Turning and Burning
March 16, 2010
Entry Details

# 909
Jeannie Ureno
Catonsville, MD
Dimensions (inches):  
  Width:   11 3/4
  Height:   11 3/4
  Depth:   1 3/4
Materials:   Maple, Carnauba Wax, Alcohol-based Aniline Dye,
detail master IV burning system with changable tips

My father is a woodturner and over the past few years he has handed me some of his turned peices to enhance.  I have embellished them mostly with acrylic paints by painting flowers and designs.  A couple years ago he asked me to try pyrography on one of his pieces.  I had never done this before but I figured, why not,  try it, it's just another medium. Well, I loved it.

Last year he taught me how to turn and I also took a small class on it. I have only turned a dozen pieces or so.  I recently turned this bowl for the purpose of using the rim for my picture.  

I normally do not use stencils or trace or draw on the wood.  I freehand with the pyrography pen on most everything I do.  It leaves you no room for mistakes by doing it this way, but its but its the way I paint and draw.  Recently, some local woodturners wanted me to show them how to burn so to make it easier to show them I divided this bowl into four sections, drew my picture within one section, then transferred the picture onto the rest of the bowl.  I was then able to show them in steps how the process went.  Later I finished up the bowl and decided to enter it.

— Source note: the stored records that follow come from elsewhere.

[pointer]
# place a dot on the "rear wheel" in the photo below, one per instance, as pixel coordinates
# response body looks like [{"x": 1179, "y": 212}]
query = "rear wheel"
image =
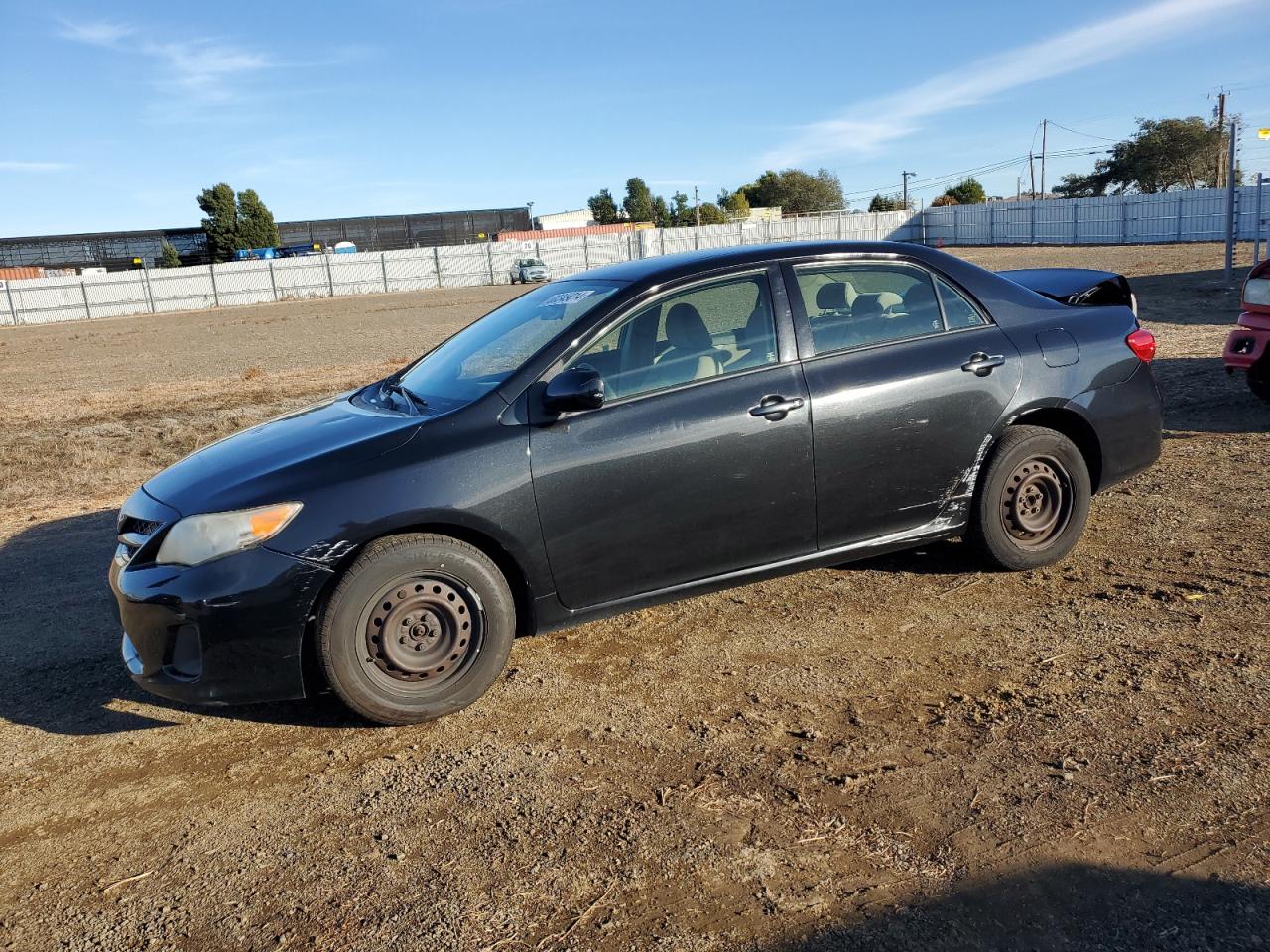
[
  {"x": 1259, "y": 379},
  {"x": 1033, "y": 500},
  {"x": 420, "y": 626}
]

I have recently been using aniline dyes on the wood to enhance the pyrography.
I usually use the dyes fairly bright.  I use alcohol to help the dyes flow and use a watercolor technique dipping the alcohol with the dye to build the color from
light to dark. On this piece I decided to give just a hint of color so the pyrography
was more pronounced.   I don't know much about finishing yet and I don't have much on hand to complete this process.  So I polished it with carnauba wax.  

I like to finish the bottom of each piece with something from the main piece, such as a leaf, flower or scene.  

Judges Comments
Andi : The pyrography is nicely done and works very well with this platter form. Completing the design with the detail on the foot is really great as is the gentle coloring effects that complement the wood.
Graeme : Nice turning and great pyrography, I like the subtle use of colour.
Molly : As a beginning turner, the platter is well executed. The bead where the rim and bowl meet provides a crisp and deliberate transition, strengthening the overall piece. The pyrography looks well done, while the subtle coloring provides additional depth.